Introduction: Angiotensin-converting enzyme (ACE) gene polymorphism, especially the deletion/deletion (DD) genotype, is associated with the disease progression of immunoglobulin A (IgA) nephropathy patients in various studies from both Asia Pacific and European populations. However, recent studies within the same populations were unable to reproduce the same results. Hence, we had studied the distribution of the DD genotype, the association between ACE gene polymorphism and the disease progression, and the factors (other than ACE gene polymorphism) which were involved in the disease progression of our local patients.
Methods: This was a cross-sectional study of biopsy-proven IgA nephropathy patients attending the Nephrology Clinic, Hospital Universiti Kebangsaan Malaysia. Both biochemical and urine tests at the time of first presentation were compared to those at the time of the study, and the disease progression was analysed. The ACE gene polymorphism was identified via PCR-amplification technique, and patients were then categorised into the DD and the non-DD groups for detailed analysis. Histological severity of each renal biopsy was scored according to the predetermined criteria and medications used were recorded. The association between the gene polymorphism and disease progression was then determined. The patients who were stable or had renal function deterioration, were respectively regrouped into Groups 1 and 2, to identity those factors (other than ACE gene polymorphism), which were involved in the disease progression.
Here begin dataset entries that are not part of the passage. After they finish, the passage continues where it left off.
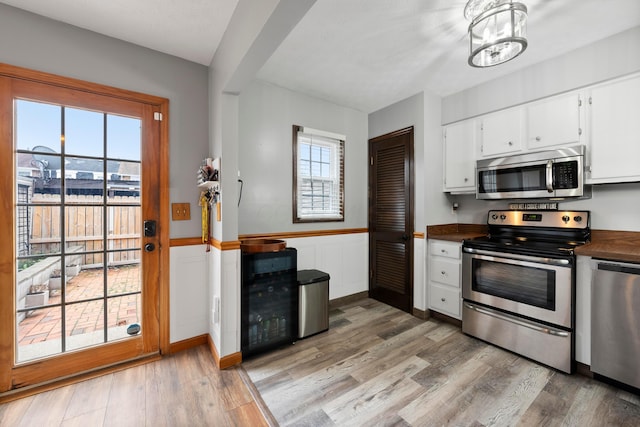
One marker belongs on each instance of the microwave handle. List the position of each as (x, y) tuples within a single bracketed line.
[(549, 176)]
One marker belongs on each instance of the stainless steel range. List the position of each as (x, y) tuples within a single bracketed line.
[(518, 283)]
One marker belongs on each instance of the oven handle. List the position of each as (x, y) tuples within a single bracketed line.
[(539, 260), (549, 177), (517, 321)]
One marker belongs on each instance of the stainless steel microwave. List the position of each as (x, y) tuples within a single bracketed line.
[(541, 175)]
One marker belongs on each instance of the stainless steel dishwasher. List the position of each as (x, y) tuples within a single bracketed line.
[(615, 322)]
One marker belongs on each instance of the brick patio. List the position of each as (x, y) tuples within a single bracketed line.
[(84, 318)]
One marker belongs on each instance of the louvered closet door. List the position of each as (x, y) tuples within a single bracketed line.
[(390, 219)]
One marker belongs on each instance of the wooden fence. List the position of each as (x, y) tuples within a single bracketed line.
[(84, 221)]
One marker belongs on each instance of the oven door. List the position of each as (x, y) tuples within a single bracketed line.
[(535, 287)]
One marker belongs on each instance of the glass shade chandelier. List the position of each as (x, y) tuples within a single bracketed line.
[(497, 33)]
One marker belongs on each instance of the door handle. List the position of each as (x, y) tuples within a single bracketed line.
[(149, 228)]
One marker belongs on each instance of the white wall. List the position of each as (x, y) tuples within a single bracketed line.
[(613, 206), (267, 114), (31, 41), (189, 296), (344, 257), (34, 42)]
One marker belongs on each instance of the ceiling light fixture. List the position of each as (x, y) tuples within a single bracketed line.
[(497, 33)]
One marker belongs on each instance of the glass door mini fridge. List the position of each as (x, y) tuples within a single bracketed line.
[(269, 300)]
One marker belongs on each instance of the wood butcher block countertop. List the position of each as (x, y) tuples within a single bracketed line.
[(612, 245), (606, 244), (456, 232)]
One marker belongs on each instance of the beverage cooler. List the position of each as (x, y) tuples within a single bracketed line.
[(269, 317)]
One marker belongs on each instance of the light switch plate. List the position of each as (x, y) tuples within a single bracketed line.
[(180, 211)]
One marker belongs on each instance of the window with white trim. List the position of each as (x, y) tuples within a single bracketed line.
[(318, 175)]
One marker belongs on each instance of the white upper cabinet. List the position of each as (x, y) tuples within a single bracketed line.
[(459, 157), (554, 121), (501, 133), (614, 131)]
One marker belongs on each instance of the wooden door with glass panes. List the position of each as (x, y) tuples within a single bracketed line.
[(81, 276)]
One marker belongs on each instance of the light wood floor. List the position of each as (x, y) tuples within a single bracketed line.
[(185, 389), (379, 366), (376, 366)]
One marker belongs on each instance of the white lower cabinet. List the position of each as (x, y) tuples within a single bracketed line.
[(444, 277)]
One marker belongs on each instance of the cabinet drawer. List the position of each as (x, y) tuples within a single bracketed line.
[(445, 300), (444, 248), (445, 271)]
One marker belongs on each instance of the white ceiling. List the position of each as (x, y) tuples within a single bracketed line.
[(364, 54)]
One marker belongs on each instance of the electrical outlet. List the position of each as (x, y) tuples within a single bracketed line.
[(215, 313), (180, 211)]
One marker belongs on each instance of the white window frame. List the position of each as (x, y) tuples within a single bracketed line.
[(319, 197)]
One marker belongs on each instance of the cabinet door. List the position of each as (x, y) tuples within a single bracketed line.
[(459, 157), (614, 118), (501, 132), (554, 121)]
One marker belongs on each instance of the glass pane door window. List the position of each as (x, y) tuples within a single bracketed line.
[(78, 228)]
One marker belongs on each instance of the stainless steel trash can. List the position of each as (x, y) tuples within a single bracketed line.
[(313, 302)]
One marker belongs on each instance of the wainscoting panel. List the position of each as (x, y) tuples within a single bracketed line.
[(343, 256), (189, 292)]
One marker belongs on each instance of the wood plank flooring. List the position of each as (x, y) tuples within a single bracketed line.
[(378, 366), (185, 389)]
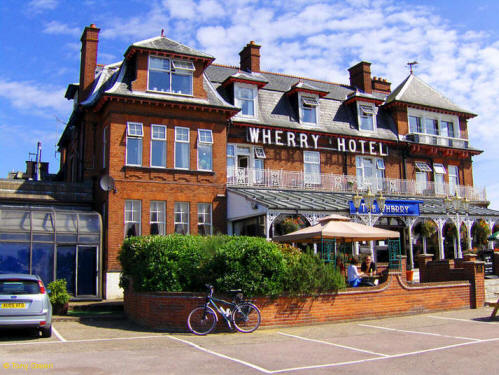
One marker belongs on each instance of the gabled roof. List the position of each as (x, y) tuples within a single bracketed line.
[(413, 90), (164, 44)]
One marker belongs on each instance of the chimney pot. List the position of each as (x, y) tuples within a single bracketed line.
[(250, 58)]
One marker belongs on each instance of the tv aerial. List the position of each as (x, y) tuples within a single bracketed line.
[(106, 183)]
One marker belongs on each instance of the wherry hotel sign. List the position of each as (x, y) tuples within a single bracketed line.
[(305, 140)]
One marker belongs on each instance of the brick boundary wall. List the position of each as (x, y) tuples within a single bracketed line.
[(161, 310)]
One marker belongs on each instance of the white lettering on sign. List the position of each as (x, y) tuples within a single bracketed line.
[(304, 140)]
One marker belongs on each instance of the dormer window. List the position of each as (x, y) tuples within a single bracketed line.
[(308, 108), (245, 97), (367, 117), (174, 76)]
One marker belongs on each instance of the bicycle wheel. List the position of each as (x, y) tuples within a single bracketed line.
[(246, 317), (202, 320)]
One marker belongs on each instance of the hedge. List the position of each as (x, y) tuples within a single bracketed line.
[(177, 263)]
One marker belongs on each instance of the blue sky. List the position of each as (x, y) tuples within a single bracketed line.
[(456, 43)]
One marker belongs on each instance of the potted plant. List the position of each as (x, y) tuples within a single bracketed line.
[(59, 296)]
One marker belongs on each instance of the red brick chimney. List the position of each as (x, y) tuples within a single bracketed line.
[(381, 85), (360, 77), (250, 58), (89, 43)]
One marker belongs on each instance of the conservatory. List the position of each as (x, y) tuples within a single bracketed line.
[(55, 242)]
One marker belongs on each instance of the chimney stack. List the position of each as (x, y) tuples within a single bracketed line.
[(89, 44), (360, 77), (250, 58)]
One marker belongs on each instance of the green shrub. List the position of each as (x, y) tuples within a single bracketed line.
[(185, 263), (58, 292)]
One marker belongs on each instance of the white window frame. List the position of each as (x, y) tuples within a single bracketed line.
[(104, 146), (453, 179), (379, 172), (188, 142), (155, 138), (134, 208), (179, 208), (135, 130), (158, 209), (175, 67), (302, 103), (312, 158), (205, 140), (205, 218), (371, 110), (238, 87)]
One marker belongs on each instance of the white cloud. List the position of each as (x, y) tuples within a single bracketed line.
[(30, 96), (37, 6), (58, 28)]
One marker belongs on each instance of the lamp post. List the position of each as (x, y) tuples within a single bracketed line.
[(369, 206), (453, 205)]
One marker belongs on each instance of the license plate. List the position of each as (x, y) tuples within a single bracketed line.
[(14, 305)]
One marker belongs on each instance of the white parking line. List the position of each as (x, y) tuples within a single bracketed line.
[(337, 364), (58, 335), (333, 344), (261, 369), (419, 332), (461, 320)]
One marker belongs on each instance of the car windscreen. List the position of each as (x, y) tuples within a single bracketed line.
[(16, 287)]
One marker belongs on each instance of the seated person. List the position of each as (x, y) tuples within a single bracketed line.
[(354, 277), (368, 266)]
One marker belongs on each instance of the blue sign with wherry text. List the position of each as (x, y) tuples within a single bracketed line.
[(392, 208)]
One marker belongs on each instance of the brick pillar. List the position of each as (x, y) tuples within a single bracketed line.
[(475, 272), (423, 260)]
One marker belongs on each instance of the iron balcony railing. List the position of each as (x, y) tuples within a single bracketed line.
[(437, 140), (280, 179)]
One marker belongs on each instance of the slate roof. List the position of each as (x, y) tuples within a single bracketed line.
[(275, 108), (414, 90), (164, 44), (275, 199)]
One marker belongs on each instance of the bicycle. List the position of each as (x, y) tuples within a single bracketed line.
[(244, 315)]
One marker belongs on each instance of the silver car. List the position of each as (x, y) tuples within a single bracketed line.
[(24, 303)]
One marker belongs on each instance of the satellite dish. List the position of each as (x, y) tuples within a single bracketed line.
[(107, 183)]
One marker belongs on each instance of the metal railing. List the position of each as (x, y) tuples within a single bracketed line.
[(437, 140), (280, 179)]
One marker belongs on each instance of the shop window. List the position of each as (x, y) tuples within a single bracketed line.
[(134, 143), (166, 75), (205, 148), (204, 219), (181, 217), (132, 218), (182, 148), (158, 217), (158, 146)]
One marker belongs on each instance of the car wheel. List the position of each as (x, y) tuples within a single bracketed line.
[(46, 331)]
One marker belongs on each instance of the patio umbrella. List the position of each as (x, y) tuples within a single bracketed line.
[(494, 237), (340, 228)]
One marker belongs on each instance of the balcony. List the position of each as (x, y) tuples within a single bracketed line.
[(437, 140), (280, 179)]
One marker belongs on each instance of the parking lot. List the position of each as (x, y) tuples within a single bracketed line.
[(457, 342)]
Results: 60 patients with adequate renal histopathological examination were recruited. Their mean age was 40.9 +/- 12.3 years and the follow-up duration was 4 +/- 3 years (range 6 months-20 years). More than two-thirds of them were treated with ACE inhibitors or angiotensin receptor blockers and 8.3 percent received the combination treatment. The DD genotype was noted in 13.3 percent of study patients, insertion/insertion in 48.3 percent and insertion/deletion genotype in 38.3 percent. Although the estimated glomerular filtration rate (eGFR) of both groups were the same during their initial presentation, the DD patients had more severe disease compared to the non-DD patients at the time of the study. Their serum creatinine and eGFR was 178 (IQR 31.3) micromol/L and 42.1 +/- 31.1 ml/min/1.73 square metres, whereas the non-DD patients had serum creatinine and eGFR of 79 (IQR: 88.3) micromol/L and 76.6 +/- 42.1 ml/min/1.73 square metres, respectively (p-value is less than 0.01). The DD patients were also found to have more severe vascular damage in their renal biopsies compared to the non-DD patients. The annual rate of decline in eGFR was not significantly different between the two groups. It was -5.7 +/- 2.2 ml/min/1.73 square metres/year for the DD group and -4.8 +/- 2.0 ml/min/1.73 square metres/year for the non-DD group (p-value is equal to 0.5). They also had severe proteinuria with UPCI of 0.09 (IQR 0.2) g/mmol creatinine vs. 0.04 (IQR 0.10) g/mmol creatinine (p-value is less than 0.01). The study also confirmed that patients who had higher systolic blood pressure, greater proteinuria and longer follow-up duration had significant renal function deterioration compared to those who did not.
Conclusion: The DD genotype, although found in a minority of the patients, might have adversely affected the disease progression of our IgA nephropathy patients. Higher systolic blood pressure, greater proteinuria and longer follow-up duration were the other prognostic factors in IgA nephropathy patients. However, appropriate treatment, especially prompt use of renin-angiotensin-aldosterone system blockade, should stabilise the disease regardless of their genotype.